4. The assessee went up in appeal before the AAC. The AAC allowed some relief in the quantum of the income but he did not interfere with the manner in which but he did not interments had been made by the ITO. Aggrieved, the assessee filed appeals before the Tribunal.
5. The Tribunal, relying on a decision of this Court in CIT v. Shiv Shankar Lal Ram Nath (1977) 106 ITR 342 (All) held that where a firm is reconstituted the earlier firm ceases to exist and hence two assessments have to be made, one for the period up to the date of reconstitution of the firm and the other for the period after the date of reconstitution. Further, the firm after its reconstitution could elect to adopt previous year, which may be different from the one which being followed by the old firm and there is no question of the assessee changing the previous year without the consent of the ITO in such a case. In the result, the Tribunal cancelled the assessment made by the ITO and directed him to make two assessments for the two periods mentioned aforesaid separately. He has been further directed to consider the assesss claim for continuance of the registration for the first period and for registration in respect of the second period. Now, at the instance of the Department the two question mentioned above have been referred to this Court.

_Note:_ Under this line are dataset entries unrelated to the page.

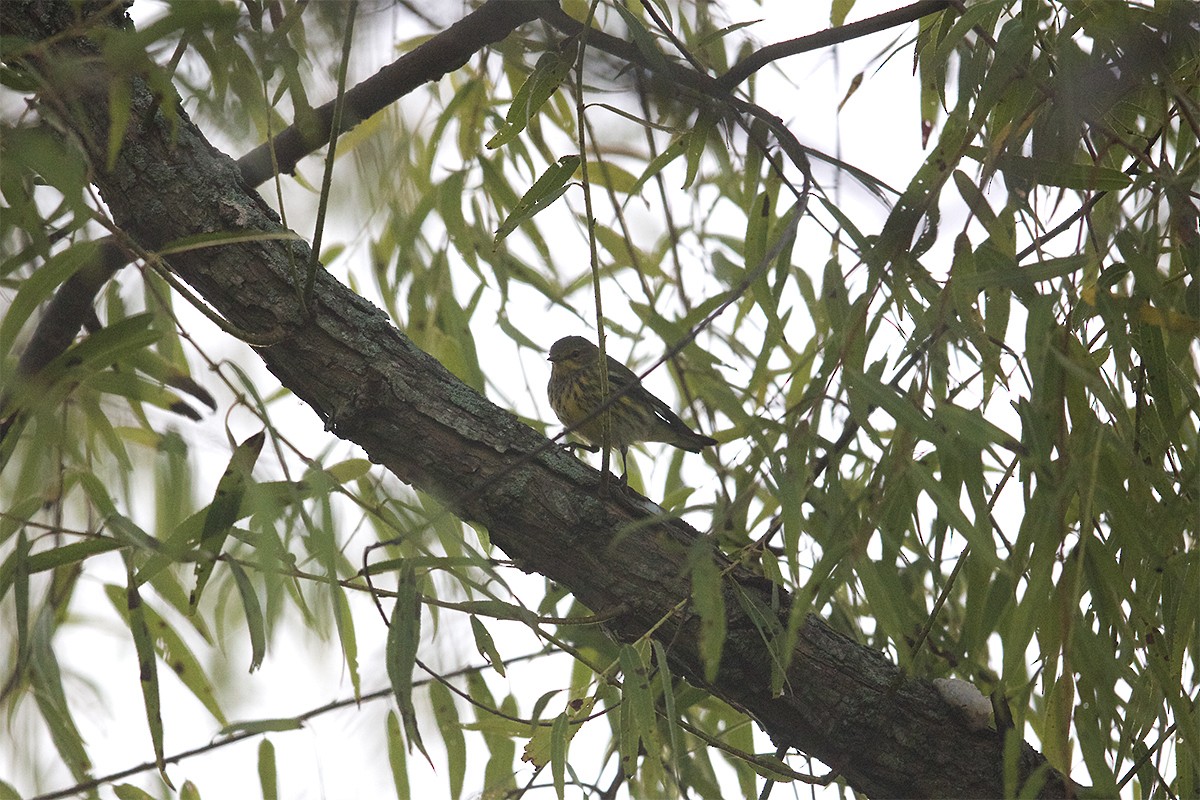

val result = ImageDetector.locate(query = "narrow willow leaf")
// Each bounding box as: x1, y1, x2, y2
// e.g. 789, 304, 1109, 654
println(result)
385, 710, 410, 800
124, 560, 166, 775
522, 694, 594, 769
1075, 685, 1121, 798
257, 738, 278, 800
386, 565, 430, 764
683, 110, 716, 190
472, 678, 518, 796
744, 190, 770, 273
730, 584, 788, 695
612, 3, 669, 73
831, 0, 856, 26
846, 369, 943, 446
958, 254, 1088, 294
157, 230, 309, 257
550, 712, 569, 800
28, 611, 91, 780
742, 755, 798, 782
324, 458, 372, 484
445, 599, 536, 624
13, 531, 29, 662
619, 644, 662, 787
104, 584, 228, 725
106, 513, 164, 555
213, 716, 304, 737
469, 616, 506, 676
179, 780, 200, 800
0, 779, 22, 800
332, 584, 361, 700
618, 689, 638, 778
934, 402, 1022, 454
1138, 324, 1178, 434
690, 544, 726, 683
84, 370, 196, 419
951, 169, 996, 225
1042, 670, 1075, 772
486, 44, 576, 149
114, 785, 156, 800
228, 561, 266, 672
191, 431, 265, 609
990, 152, 1132, 191
626, 136, 686, 200
651, 641, 683, 780
494, 155, 580, 242
429, 680, 466, 800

6. There is no dispute in regard to the facts found by the Tribunal and we agree that the controversy involved stands concluded by the decision in the case of Shiv Shankar Lal Ram Nath (supra). It has been laid down in that case that in a case where a firm is reconstituted, the old firm ceases to exist Sec. 187 of the Act even by implication does not create a fiction that the income derived by the old firm becomes the income of the reconstituted firm. But the section makes the new firm liable to be assessed in respect of the income derived by the old firm. It was held that the Tribunal was right in holding that not withstanding the provisions of s. 187 of the Act the firm after it underwent the change after its reconstitution on 1-4-1961, became an assessable entity, which for the purposes of assessment, was distinct from the firm as it stood prior to 1-4-1961 and that income derived by the old firm had to be assessed in the hands of the new firm separately and without clubbing it with the income derived by it during the relevant accounting year. It was also laid down that the new firm could not be compelled to elect previous year which had been elected by the old firm. No question of the assessees changing its previous year without obtaining the consent of the ITO arises in such a case.

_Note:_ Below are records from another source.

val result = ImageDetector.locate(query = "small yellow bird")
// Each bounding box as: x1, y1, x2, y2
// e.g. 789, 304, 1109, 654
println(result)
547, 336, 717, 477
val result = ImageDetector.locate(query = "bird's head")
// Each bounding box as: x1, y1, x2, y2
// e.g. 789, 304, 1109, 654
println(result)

7. We are in respectful agreement with this decision. It appears therefore, that the Tribunal was right in directing the ITO to make two assessments on the assessee for the aforesaid two periods, that is, the one from 1-7-1969 to 3-12-1969 and the other from 1-1-1970 to 31-12-1970. It was also right in holding that the assessee after 1-1-190 could adopt a different previous year and there was no question of its obtaining prior permission of the ITO to do so. The ITO would consider the assessees claim for continuance of registration for the first period and grant of fresh registration for the second period.
8. In the result, we answer both the questions in the affirmative, in favour of the assessee and against the Department. The assessee is entitled to costs which are assessed at Rs. 250.